Por qué ver a Tarkovsky o El nacimiento de un lenguaje nuevo
“El lenguaje no puede atrapar la belleza, sólo celebrarla.” —La muerte en Venecia, de Thomas Mann
Me gusta Tarkovsky por lo que tiene de anacronismo. Cierto es que no vale cualquier momento para verlo, como también lo es el hecho de que yo, en este instante, comienzo una crítica alejada del afán por desmenuzar una obra que se me antoja más emocional que intelectual. ¡Vaya, como todo el cine del ruso, al que se acusa de gafapástico cuando no podría ser más accesible en realidad!
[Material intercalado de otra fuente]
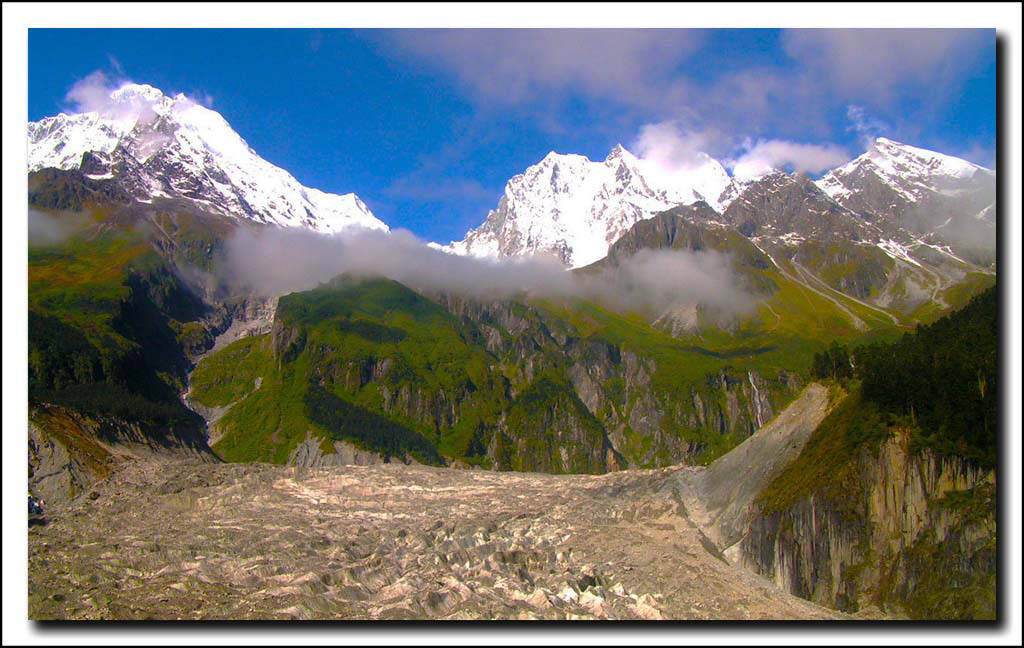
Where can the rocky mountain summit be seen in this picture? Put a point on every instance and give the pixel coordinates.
(148, 146)
(573, 208)
(895, 197)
Hay que encontrar el momento, como digo, son muchos años de radiación para que no se note. Además, adentrarse en la Zona, en el universo pergeñado por el hombre (Tarko) para el Hombre a través de sus vivencias y memorias o ideales —algo ciertamente escaso, esto último, en los tiempos que corren— bien vale una visita al oftalmólogo, no al de a pie, el de los cincuenta eurazos por sesión, no; al que hace hablar al viento, al agua, al fuego, a la tierra que pisamos sólo para que tú lo veas con un espíritu que no es el tuyo, que ya empieza a escapar de su envoltorio, que comienza su andadura infatigable hacia ningún lugar. Digo que Tarkovsky me gusta por su anacronismo, y es que para él la meta no es otra que la chispa, la magia, el exorcismo.